Wal-Mart Hoping To Stitch Together A Strong Online Apparel Identity With Potential Bonobos Purchase
A popular saying holds that good things come in threes, but Wal-Mart Stores Inc. is hoping to add one more digit to the sentiment. Having acquired ShoeBuy, MooseJaw and ModCloth since late December, the Arkansas-headquartered corporation is making yet another push to bolster its online sales by courting Bonobos, a high-end men’s clothing retailer.
Though its fiscal 2017 revenue reached a staggering $485.9 billion, Amazon generates only around 3 percent of its total sales through online transactions. Given its distinction as the world’s most profitable provider of in-store-available garments, with sales greater than $23 billion, Wal-Mart certainly could benefit from increasing its internet integrity, especially in the quest to keep ahead of fellow heavyweight Amazon.com Inc. in overall financials.
The aforementioned buys come as products of Wal-Mart’s August purchase of e-commerce newbie Jet.com. The latter’s CEO, Marc Lore, then set himself to bolstering Wal-Mart’s reputation by making the trio of deals. The recent additions collectively peddle footwear, apparel, outdoor wear and women’s clothing. And while they definitely have clout, securing an alliance with Bonobos would likely cause Wal-Mart CEO Doug McMillon and his peers to go ape with excitement.

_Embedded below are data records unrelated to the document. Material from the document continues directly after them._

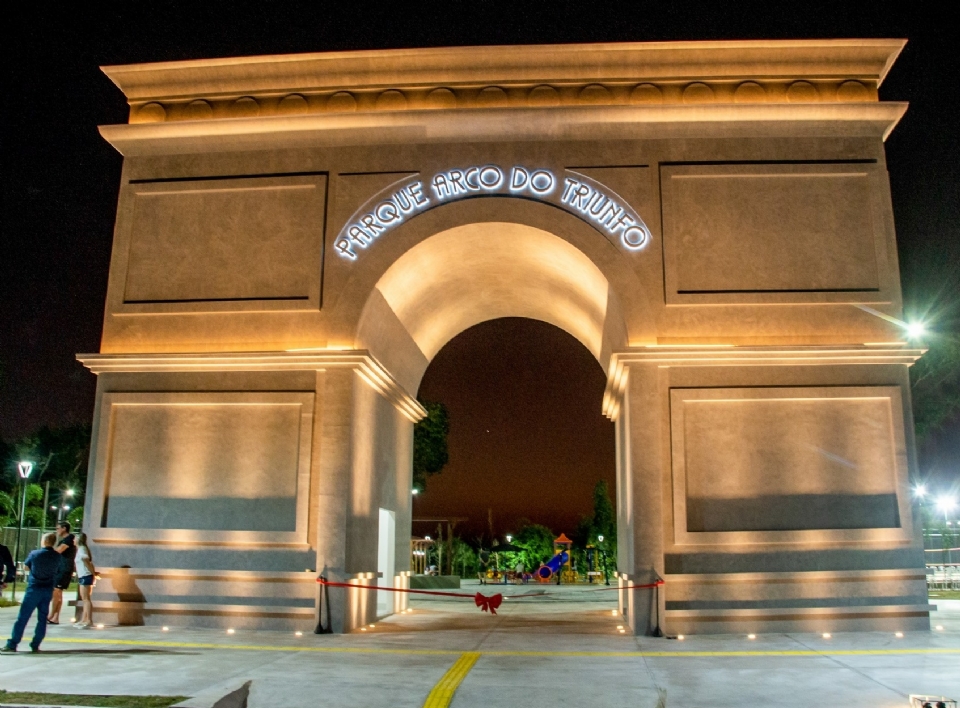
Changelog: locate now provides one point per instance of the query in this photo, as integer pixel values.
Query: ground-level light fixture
(915, 330)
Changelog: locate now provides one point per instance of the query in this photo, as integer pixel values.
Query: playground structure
(560, 569)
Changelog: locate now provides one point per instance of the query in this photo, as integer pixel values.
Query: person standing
(67, 548)
(44, 565)
(86, 572)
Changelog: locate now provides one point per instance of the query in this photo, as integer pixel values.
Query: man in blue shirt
(44, 567)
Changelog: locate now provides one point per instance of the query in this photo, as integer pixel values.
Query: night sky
(61, 183)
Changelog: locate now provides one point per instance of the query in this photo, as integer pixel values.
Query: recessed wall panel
(216, 241)
(757, 230)
(198, 463)
(785, 460)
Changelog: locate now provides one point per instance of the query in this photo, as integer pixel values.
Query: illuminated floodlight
(915, 330)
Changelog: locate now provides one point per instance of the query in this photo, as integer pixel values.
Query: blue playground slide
(552, 566)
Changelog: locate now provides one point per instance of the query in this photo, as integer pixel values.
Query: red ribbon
(487, 604)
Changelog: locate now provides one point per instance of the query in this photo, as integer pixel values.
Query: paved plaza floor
(552, 650)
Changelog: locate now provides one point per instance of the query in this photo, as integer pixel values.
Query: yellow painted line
(442, 693)
(452, 652)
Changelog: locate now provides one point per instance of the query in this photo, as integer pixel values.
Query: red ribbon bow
(488, 603)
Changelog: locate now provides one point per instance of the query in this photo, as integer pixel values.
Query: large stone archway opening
(483, 271)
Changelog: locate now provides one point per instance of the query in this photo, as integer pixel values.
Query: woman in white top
(86, 573)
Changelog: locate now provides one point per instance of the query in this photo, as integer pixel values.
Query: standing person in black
(7, 568)
(67, 548)
(44, 567)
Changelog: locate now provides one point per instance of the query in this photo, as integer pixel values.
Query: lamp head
(915, 330)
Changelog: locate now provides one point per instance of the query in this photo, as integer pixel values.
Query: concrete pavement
(556, 650)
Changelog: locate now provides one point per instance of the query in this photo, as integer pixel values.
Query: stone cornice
(721, 355)
(366, 366)
(684, 73)
(874, 120)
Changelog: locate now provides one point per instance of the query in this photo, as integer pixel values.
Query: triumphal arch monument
(298, 236)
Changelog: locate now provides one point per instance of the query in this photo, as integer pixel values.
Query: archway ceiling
(478, 272)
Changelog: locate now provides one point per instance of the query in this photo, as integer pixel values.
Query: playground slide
(552, 566)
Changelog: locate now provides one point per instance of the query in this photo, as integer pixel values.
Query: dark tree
(430, 443)
(935, 385)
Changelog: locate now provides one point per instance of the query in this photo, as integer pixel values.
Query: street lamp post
(603, 560)
(24, 468)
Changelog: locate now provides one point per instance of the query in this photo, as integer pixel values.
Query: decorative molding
(473, 77)
(366, 366)
(539, 95)
(874, 120)
(722, 355)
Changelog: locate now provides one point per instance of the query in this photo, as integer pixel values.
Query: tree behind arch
(430, 443)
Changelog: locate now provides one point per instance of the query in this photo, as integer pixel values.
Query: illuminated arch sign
(583, 197)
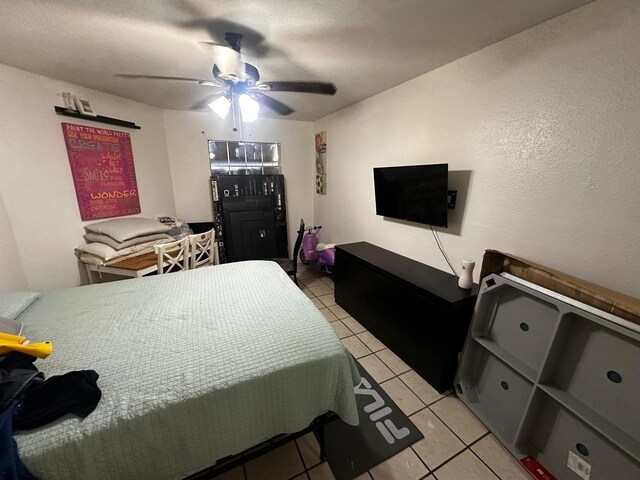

According to a Friday-issued Recode article, extensive discussions have occurred between the parties, with the website reporting that they have agreed on an undisclosed price. While speculating on its size could prove interesting, what seems more compelling is considering what effects the deal might ultimately have.
Based in New York City, Bonobos, which records between $100 million and $150 million in annual revenue, has a very loyal line of customers, many of whom have decried the likely union, owing to perceptions of Wal-Mart as low-end. Pedigree matters aside, the probable purchaser could be orchestrating a portfolio that it could come to manage online, offline or in combination. With respect to the fashion sector, the tie between Wal-Mart and Bonobos could help the former to lessen the strange-hold that Amazon has on online sales, with the Jeff Bezos-led behemoth registering $13 billion in clothing and footwear transactions last year.